Sie mussten ihre Pferde im Schritttempo durch die Menschenmenge lenken, um aus dem Zirkus herauszukommen, aber sobald sie die Straße erreichten, ließ Mat Pips losgaloppieren, und sein Umhang flatterte hinter ihm her, und er hielt den Kopf unten, damit ihm der Hut nicht heruntergerissen wurde. Es war kein Tempo, das man einem Pferd lange Zeit zumuten konnte. Die Straße wand sich um Hügel und überquerte Anhöhen, gelegentlich führte sie auch über die Hügel, wenn die Steigung nicht zu groß war. Sie spritzten durch knöcheltiefe Bäche und donnerten über niedrige Holzbrücken, die tiefere Gewässer überspannten. Auf den Hügeln erschienen wieder Bäume, Kiefern und Zwerglorbeer zeigten unter den winterkahlen Ästen das einzige Grün. An einige Hügel schmiegten sich Bauernhöfe, niedrige Steinhäuser mit Schindeldächern und höhere Scheunen, und gelegentlich eine Ansiedlung aus acht oder zehn Häusern.
Ein paar Meilen von dem Zirkus entfernt entdeckte Mat einen breiten Mann, der wie ein Sack Hafer im Sattel hockte. Das Pferd war ein langbeiniger Brauner, der sich in einem gleichmäßigen Trab vorwärts bewegte. Es war nur natürlich, dass ein Pferdedieb ein Auge für ein gutes Tier hatte. Vanin hörte ihren Hufschlag und drehte sich um, ließ sein Pferd aber nur im Schritttempo weitergehen. Das war ein schlechtes Zeichen.

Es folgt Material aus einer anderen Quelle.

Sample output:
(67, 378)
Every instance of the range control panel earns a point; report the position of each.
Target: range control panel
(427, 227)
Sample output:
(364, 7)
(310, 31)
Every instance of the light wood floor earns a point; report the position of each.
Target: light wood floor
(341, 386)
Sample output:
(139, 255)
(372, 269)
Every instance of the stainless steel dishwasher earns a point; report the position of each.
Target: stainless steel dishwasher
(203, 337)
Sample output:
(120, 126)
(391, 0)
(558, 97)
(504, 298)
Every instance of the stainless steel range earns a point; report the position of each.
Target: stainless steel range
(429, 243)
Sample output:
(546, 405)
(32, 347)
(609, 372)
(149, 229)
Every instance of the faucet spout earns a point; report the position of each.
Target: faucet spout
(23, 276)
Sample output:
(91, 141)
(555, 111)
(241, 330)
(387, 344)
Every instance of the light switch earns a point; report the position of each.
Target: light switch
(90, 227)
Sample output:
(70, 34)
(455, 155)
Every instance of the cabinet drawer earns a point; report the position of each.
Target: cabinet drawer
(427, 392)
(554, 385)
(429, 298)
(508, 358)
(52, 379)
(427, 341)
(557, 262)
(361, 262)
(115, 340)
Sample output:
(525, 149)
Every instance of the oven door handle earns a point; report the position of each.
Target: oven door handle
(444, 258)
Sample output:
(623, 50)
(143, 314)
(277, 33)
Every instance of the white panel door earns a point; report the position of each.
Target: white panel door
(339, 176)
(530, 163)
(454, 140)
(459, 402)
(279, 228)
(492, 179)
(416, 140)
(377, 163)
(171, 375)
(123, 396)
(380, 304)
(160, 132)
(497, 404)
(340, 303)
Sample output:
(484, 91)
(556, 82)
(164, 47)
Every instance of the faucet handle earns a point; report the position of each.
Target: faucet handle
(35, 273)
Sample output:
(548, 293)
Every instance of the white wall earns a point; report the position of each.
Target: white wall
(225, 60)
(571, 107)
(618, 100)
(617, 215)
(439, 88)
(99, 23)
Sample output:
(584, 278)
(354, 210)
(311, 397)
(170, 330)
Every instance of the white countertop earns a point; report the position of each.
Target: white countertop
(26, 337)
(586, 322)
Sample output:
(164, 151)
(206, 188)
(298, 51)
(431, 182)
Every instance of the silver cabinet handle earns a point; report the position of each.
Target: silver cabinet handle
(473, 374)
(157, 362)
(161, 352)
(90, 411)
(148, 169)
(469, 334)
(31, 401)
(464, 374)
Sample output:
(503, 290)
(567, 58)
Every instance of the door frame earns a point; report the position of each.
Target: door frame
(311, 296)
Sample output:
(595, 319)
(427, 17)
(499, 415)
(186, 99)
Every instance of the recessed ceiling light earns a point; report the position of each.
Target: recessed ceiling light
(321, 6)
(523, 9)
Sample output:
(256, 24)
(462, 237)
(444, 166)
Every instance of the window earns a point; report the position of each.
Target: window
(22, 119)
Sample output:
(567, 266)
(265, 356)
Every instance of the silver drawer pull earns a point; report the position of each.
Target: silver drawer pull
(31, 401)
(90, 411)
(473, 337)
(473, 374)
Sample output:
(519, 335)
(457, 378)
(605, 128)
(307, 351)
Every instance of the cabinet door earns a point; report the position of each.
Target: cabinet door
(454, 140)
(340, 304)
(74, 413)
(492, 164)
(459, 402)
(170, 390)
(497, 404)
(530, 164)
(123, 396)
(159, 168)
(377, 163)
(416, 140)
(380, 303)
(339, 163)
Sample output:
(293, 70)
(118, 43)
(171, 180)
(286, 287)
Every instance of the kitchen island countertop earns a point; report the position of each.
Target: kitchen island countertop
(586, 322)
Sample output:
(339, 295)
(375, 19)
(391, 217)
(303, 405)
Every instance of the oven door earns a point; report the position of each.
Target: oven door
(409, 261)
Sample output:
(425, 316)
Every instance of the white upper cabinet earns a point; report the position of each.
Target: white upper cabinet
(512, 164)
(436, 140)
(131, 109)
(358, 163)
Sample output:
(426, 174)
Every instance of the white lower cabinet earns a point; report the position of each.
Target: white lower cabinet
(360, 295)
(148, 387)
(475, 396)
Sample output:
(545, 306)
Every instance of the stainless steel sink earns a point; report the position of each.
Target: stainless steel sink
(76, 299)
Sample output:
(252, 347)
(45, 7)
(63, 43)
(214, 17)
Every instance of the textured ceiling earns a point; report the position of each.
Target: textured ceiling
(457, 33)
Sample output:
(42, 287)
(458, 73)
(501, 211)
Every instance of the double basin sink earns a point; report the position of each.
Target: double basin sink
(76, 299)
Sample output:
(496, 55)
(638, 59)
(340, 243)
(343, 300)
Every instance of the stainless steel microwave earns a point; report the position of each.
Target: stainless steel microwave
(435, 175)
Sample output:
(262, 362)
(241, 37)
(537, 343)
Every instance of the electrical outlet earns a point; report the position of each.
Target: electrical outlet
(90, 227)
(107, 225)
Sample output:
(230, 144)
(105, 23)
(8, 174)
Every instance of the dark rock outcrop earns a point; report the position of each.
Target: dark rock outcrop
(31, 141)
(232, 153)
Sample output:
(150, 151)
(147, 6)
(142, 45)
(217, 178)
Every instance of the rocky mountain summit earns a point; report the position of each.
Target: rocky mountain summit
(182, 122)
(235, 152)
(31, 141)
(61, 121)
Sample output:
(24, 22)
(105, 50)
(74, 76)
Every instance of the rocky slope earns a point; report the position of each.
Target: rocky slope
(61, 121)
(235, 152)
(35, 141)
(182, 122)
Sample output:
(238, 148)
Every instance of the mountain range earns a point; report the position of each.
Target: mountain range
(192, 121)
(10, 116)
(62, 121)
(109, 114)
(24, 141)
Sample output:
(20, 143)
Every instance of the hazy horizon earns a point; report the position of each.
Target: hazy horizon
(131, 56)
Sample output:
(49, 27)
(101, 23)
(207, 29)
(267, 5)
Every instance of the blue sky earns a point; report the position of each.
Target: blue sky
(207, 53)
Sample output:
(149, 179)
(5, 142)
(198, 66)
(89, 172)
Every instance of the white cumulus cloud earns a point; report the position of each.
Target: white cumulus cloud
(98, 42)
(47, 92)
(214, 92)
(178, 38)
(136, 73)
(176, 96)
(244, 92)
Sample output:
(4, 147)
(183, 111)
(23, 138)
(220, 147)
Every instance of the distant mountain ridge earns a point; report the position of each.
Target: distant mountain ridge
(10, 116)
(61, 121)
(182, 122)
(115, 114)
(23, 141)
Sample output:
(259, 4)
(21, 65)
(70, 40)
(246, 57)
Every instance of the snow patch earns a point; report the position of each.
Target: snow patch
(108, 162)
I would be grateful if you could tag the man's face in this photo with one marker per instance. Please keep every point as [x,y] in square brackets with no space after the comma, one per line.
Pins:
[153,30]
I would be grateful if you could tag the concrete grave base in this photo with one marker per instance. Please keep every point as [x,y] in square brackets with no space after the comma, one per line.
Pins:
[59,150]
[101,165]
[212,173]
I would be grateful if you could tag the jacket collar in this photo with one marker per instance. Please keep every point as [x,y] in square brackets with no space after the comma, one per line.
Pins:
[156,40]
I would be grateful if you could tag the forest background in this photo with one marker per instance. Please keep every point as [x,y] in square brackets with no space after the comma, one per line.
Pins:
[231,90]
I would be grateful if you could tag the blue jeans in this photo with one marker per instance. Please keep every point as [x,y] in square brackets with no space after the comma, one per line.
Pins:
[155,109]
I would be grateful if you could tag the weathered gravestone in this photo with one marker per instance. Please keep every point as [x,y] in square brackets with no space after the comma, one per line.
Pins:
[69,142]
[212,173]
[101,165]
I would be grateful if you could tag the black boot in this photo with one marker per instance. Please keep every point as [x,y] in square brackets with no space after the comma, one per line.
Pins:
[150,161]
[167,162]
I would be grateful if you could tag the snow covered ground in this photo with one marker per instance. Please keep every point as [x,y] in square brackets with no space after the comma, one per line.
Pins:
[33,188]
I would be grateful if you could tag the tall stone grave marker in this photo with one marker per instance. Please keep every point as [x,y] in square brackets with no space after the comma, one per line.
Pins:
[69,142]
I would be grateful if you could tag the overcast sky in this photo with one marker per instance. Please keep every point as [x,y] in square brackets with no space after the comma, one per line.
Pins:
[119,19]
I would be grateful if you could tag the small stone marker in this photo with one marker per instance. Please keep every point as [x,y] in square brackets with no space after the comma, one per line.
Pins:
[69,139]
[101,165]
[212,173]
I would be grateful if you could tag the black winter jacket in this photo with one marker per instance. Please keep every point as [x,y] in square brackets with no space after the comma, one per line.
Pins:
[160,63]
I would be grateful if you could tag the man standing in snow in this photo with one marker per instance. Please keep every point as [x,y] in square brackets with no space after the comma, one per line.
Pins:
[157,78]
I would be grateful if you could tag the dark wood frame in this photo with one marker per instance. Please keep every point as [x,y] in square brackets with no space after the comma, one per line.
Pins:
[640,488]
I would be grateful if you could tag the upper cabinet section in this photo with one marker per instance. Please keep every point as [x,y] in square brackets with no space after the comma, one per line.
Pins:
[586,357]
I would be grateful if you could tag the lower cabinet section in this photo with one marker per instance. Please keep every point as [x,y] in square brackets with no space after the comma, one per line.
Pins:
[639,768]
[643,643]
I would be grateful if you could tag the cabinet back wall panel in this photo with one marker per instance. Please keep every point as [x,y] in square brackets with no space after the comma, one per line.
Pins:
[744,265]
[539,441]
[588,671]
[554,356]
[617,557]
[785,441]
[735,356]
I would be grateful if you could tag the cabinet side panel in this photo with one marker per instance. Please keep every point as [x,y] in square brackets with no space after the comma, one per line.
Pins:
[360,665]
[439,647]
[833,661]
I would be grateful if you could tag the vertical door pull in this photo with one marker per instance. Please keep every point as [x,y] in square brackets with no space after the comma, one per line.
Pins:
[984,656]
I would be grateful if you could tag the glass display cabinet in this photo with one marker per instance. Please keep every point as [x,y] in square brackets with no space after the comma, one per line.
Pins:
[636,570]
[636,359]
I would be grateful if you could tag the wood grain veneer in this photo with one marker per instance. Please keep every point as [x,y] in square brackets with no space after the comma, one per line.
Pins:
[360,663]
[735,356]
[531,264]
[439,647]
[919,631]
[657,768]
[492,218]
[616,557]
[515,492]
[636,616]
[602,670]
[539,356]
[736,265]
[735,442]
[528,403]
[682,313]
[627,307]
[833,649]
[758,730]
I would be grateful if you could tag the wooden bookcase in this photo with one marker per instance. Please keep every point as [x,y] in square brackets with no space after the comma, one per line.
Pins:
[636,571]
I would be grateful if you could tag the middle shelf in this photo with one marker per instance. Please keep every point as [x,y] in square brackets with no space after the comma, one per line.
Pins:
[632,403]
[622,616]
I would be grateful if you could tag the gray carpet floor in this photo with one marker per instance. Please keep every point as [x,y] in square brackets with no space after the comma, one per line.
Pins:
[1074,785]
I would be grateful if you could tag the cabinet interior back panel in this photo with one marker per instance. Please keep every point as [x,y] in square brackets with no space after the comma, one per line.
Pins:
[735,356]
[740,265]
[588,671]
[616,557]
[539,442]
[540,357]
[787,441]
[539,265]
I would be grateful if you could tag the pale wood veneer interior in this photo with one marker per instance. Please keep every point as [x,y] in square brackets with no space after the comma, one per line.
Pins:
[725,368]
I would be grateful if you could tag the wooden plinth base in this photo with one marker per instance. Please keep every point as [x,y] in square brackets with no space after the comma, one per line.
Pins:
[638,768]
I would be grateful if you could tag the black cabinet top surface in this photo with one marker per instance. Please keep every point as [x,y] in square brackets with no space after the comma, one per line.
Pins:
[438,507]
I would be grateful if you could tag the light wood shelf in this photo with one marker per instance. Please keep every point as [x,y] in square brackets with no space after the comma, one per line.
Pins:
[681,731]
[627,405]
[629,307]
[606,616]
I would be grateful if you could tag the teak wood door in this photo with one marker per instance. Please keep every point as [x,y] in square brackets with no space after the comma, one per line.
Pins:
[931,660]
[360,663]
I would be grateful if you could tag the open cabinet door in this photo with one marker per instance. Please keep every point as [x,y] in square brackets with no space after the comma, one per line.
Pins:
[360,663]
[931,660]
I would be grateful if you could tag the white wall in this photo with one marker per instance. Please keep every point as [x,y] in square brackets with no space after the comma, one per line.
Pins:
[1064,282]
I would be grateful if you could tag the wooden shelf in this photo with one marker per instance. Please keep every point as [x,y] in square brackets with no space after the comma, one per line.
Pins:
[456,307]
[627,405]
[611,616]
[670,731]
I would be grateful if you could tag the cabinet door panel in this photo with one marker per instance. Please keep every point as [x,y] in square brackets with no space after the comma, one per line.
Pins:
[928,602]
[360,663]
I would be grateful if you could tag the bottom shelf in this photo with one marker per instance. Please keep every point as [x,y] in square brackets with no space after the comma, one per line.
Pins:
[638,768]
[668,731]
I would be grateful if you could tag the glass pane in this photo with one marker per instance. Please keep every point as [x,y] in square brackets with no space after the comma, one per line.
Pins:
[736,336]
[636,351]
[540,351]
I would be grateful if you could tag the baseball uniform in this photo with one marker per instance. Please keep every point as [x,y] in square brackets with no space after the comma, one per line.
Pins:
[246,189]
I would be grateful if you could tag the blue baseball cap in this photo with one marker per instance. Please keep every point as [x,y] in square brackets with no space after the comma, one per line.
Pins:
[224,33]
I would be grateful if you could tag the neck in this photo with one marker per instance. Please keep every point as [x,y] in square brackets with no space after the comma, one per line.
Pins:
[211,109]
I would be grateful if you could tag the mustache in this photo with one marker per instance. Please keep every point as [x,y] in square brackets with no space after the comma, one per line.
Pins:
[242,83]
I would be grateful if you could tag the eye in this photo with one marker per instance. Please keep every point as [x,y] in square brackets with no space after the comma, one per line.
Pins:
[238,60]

Als Mat Pips neben dem Braunen zügelte, spuckte Vanin aus. »Die beste Chance haben wir, wenn wir ihr Pferd zu Tode geritten finden, sodass ich ihre Fußspuren weiterverfolge«, murmelte er. »Sie treibt es schneller an, als ich gedacht hätte, selbst ohne Sattel. Wenn wir ein schnelles Tempo vorlegen, können wir sie vielleicht gegen Sonnenuntergang erwischen. Falls ihr Pferd nicht zusammenbricht oder stirbt, ist das in etwa der Zeitpunkt, zu dem sie Coramen erreicht.«
Mat schob den Hut zurück, um die Sonne zu betrachten, die fast genau über ihnen stand. Es war ein langer Weg, um ihn in weniger als einem halben Tag zurückzulegen. Wenn er kehrtmachte, konnte er bei Sonnenuntergang ein gutes Stück von Jurador weg sein, zusammen mit Thom, Juilin und den anderen. Zusammen mit Tuon. Die Seanchaner wussten dann, dass sie Mat Cauthon jagen mussten. Der Mann, der die Tochter der Neun Monde entführt hatte, würde nicht genug Glück haben, um bloß zum Da'covale gemacht zu werden. Und irgendwann am morgigen oder übernächsten Tag würden sie Luca pfählen. Luca und Latelle, Petra und Clarine und den ganzen Rest. Ein Dickicht aus Pfählen. Die Würfel rollten und polterten in seinem Kopf.